Rasterizing Mapnik OpenStreetMap into ArcGIS
Written on 01 May 2012.
In the struggle to get Mapnik styled OpenStreetMap data in to ArcGIS, I ended up settling on a fairly convoluted process that leaves us with raster datasets instead of nicely symbolized OSM vector data.
Long story short, the ESRI styling/symbology engines are vastly inferior when stacked up next to Mapnik; attempting to get OSM vector data styled in ArcMap, in a way that users will recognise it, is nigh on impossible.
My solution? Pre rendering Mapnik tiles, georeferencing them and loaded them in to an ArcGIS Raster Dataset.
Steps to rasterizing OSM into ArcGIS
Setup a PostGIS Mapnik & Open Street Map environment:
Download a Planet-sized OSM data file or a specific country file from the likes of Geofrabrik or Cloudmade; I personally opted for the compressed OSMs and not the protobuf PBFs, as I feel the tools for parsing raw OSM XML are a bit more mature
generate_tiles.pyscript (from OpenStreetMap) to generate 256x256 tiles at the relevant zoom levels; this will take some time depending on your hardware
Write a small utility script (probably in Python) to georeference the tiles from the above step. You will need to create a PGW file for each PNG by calculating the coordinates based on the tile name and folder structure. There is plenty of sample code over here. You may need to play around with the PNG output formats from Mapnik. It is worth running a few samples to double check the file sizes of empty tiles so you can elect to ignore them.
I chose to copy georeferenced tiles to another directory tree, ignoring the empty ones. This helps reduce number the number of files.
Loading tiles into ArcGIS
Now you are faced with a few options. You could load all your georeferenced tiles in to an ArcGIS Raster Catalog or a Raster Dataset. However, you will be loading tens of thousands of tiles (especially given they are 256s).

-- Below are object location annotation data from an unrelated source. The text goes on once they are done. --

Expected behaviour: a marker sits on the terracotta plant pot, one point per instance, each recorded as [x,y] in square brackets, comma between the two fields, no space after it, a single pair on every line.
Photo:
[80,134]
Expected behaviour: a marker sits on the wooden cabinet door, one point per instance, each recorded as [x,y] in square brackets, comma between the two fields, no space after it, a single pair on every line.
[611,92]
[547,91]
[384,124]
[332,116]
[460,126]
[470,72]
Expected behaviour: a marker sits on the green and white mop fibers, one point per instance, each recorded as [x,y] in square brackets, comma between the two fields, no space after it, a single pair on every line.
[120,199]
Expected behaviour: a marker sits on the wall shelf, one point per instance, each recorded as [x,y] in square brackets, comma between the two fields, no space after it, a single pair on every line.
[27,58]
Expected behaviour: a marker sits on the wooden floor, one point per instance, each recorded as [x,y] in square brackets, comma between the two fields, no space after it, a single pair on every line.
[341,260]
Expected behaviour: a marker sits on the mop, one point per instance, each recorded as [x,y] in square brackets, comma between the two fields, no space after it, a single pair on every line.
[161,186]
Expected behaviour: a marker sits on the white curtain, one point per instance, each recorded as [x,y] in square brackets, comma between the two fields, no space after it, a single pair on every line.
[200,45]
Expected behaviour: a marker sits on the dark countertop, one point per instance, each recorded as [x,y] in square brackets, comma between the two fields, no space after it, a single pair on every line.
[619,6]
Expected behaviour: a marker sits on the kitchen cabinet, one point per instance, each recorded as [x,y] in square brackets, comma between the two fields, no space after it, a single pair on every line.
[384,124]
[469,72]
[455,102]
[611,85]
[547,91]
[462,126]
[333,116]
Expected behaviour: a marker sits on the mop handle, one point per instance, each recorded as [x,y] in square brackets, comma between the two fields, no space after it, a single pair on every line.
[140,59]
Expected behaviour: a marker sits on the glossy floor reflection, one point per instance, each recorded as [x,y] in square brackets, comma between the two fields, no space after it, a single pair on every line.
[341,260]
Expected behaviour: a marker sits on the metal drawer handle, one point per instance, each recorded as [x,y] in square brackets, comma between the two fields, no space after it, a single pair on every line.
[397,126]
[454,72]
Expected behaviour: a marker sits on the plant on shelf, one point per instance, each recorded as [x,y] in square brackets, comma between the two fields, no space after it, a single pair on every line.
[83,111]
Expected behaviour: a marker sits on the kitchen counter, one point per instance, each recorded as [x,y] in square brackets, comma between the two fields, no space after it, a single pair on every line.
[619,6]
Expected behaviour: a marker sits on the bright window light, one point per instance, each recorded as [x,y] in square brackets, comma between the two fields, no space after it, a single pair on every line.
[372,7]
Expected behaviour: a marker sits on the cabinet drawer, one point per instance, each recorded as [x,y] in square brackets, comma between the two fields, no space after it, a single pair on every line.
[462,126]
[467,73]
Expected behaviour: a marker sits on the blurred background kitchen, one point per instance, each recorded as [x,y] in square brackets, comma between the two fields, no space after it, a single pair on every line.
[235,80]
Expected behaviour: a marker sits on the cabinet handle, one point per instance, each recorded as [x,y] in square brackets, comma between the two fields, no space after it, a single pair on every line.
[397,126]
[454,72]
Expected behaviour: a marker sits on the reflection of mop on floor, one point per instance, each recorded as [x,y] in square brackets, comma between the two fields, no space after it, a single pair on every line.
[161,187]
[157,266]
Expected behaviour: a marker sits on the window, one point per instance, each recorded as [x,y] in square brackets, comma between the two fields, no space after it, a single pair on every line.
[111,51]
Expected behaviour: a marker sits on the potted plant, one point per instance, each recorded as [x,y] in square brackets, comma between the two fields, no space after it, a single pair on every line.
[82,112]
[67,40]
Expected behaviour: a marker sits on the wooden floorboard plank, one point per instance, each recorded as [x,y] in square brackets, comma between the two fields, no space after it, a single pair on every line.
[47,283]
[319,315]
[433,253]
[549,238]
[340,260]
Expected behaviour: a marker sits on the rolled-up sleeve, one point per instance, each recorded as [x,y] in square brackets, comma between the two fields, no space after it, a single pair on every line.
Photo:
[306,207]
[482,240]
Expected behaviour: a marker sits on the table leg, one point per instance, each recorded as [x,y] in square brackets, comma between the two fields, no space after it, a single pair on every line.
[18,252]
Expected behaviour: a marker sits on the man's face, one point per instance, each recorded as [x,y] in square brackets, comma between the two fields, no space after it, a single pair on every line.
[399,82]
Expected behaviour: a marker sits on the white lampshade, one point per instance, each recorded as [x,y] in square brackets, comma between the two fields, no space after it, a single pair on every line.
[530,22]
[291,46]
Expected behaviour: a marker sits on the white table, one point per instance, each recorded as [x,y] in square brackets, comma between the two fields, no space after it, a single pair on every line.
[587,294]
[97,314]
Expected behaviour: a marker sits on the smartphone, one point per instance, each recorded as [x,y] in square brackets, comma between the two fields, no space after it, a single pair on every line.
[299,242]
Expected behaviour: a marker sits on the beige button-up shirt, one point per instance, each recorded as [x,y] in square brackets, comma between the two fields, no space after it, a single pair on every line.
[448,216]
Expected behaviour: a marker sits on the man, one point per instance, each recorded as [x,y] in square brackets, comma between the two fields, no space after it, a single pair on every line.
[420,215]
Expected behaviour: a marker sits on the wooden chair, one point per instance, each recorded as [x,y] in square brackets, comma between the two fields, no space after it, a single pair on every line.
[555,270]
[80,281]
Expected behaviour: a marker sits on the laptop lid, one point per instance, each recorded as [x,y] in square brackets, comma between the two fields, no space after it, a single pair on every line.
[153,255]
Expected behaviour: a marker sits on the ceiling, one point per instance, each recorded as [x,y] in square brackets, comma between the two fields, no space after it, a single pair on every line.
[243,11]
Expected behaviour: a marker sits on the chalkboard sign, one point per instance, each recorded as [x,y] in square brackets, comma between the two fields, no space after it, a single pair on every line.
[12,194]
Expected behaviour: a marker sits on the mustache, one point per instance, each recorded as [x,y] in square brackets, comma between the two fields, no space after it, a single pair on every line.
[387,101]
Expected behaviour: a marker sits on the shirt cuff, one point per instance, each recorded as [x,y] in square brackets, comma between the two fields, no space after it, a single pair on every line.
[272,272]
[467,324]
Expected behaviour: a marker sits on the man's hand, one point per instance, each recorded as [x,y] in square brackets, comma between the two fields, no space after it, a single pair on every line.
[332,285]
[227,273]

The other option is to use the
gdal_merge.py utility from the GDAL tool chain to merge tiles together. This is also a very time consuming process once you get down to zoom level 15 and below.
I opted to create very tall tile images with GDAL by stacking tiles based on the Y coordinate. You can easily end up with hundreds of enormous tiles to load into ArcGIS, but ultimately gives you far fewer image files to move around (if you need to do that).
I have yet to benchmark which is a fastest/most efficient route, but I am starting to think that a direct load into a Raster Dataset would have been better a better choice. I’ll report back with any observations.
Once you’ve loaded the tiles, you’ll want to build some Billinear pyramids in the dataset to get any kind of drawing performance.
You should now have some nicely rendered Mapnik datasets in ArcMap/GIS; something the ESRI styling engine could not achieve. Bear in mind that with any significant GIS processing task, the more hardware you can throw at it, the better. I would also recommened doing this on a per territory basis (unless you’re doing the world), as
generate_tiles.py will take a long time generating empty tiles for nodata areas.
There is also a nice workflow opportunity to programatically create the target raster datasets (if you are doing multiple zoom levels) and loading the data in to the relevant dataset. It would also be worth creating a generic layer file which references standardized data sources for each zoom level so you can easily create new layers in your mapping document.